The authors said this suggests AFib patients should have their CHA2DS2-VASc scores re-evaluated at least annually to update their risk level for stroke. Current guidelines maintain that men with a CHA2DS2-VASc of zero and women with a score of one are at low enough risk that oral anticoagulants (OACs) may be withheld, although those medications are recommended at higher CHA2DS2-VASc values, and stroke risk is likely to change over time.
“Despite recognition of the importance of regular re-evaluation of stroke risk in patients who initially have low risk to avoid delayed initiation of use of OACs, a reasonable interval for risk assessment has not been previously studied,” wrote lead author Tze-Fan Chao, MD, with National Yang-Ming University in Tapei, Taiwan, and colleagues.

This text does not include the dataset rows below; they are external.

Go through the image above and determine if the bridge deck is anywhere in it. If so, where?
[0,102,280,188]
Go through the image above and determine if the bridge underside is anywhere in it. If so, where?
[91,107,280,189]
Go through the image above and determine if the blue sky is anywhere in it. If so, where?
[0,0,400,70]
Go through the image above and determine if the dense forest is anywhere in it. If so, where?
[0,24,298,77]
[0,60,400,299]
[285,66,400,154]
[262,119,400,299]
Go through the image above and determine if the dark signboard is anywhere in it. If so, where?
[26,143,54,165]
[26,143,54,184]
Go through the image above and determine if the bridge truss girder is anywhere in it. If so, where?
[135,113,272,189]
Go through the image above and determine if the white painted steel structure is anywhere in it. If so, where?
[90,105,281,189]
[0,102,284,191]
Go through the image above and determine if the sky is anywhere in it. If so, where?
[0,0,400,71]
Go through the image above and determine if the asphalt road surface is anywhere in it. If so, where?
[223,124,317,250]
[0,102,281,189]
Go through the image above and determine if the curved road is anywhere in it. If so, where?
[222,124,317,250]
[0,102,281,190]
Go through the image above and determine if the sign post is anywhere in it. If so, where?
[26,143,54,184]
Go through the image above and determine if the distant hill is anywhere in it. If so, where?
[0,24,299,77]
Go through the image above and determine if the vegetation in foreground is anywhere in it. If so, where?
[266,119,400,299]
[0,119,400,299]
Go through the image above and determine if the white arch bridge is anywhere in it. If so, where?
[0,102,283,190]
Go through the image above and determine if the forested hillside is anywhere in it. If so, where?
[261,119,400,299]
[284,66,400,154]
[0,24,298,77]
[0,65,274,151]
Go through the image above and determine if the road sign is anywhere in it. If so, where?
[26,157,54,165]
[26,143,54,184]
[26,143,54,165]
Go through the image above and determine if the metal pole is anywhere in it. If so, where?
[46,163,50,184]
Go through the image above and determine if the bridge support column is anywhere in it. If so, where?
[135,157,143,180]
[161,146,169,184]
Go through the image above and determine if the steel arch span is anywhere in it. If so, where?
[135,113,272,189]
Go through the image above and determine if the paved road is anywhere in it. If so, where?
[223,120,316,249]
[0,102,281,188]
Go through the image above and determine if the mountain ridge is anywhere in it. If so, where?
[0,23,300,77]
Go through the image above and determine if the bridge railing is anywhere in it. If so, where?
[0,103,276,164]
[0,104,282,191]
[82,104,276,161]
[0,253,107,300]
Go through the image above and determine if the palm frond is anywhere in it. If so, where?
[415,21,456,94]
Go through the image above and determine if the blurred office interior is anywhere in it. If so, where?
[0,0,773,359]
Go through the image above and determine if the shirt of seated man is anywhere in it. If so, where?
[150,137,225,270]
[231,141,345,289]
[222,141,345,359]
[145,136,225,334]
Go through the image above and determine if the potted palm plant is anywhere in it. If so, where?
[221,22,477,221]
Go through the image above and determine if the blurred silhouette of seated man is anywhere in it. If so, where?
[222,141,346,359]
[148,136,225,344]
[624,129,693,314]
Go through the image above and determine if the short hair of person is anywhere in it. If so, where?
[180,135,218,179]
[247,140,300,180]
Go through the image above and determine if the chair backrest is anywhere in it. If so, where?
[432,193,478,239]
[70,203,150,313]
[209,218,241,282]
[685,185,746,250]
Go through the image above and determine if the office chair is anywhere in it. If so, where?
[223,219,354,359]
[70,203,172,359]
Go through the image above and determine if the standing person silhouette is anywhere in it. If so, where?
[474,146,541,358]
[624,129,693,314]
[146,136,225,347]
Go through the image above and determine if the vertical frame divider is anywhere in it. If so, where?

Chao et al. studied 14,606 patients from the Taiwan National Health Insurance Research Database who had newly diagnosed AFib but were initially considered at low risk of stroke. None of the patients received OACs or antiplatelets at baseline.
At one year of follow-up, 16.1 percent of men and 16.2 percent of women developed at least one comorbidity that would increase their CHA2DS2-VASc score and indicate them for OAC treatment. Increases in CHA2DS2-VASc scores were apparent in about a quarter of the population by two years and almost half of the patients by seven years.
“Therefore, we propose that CHA2DS2-VASc scores should be reassessed at least annually in patients with (AFib) so that OACs can be prescribed in a timely manner for stroke prevention,” Chao et al. wrote.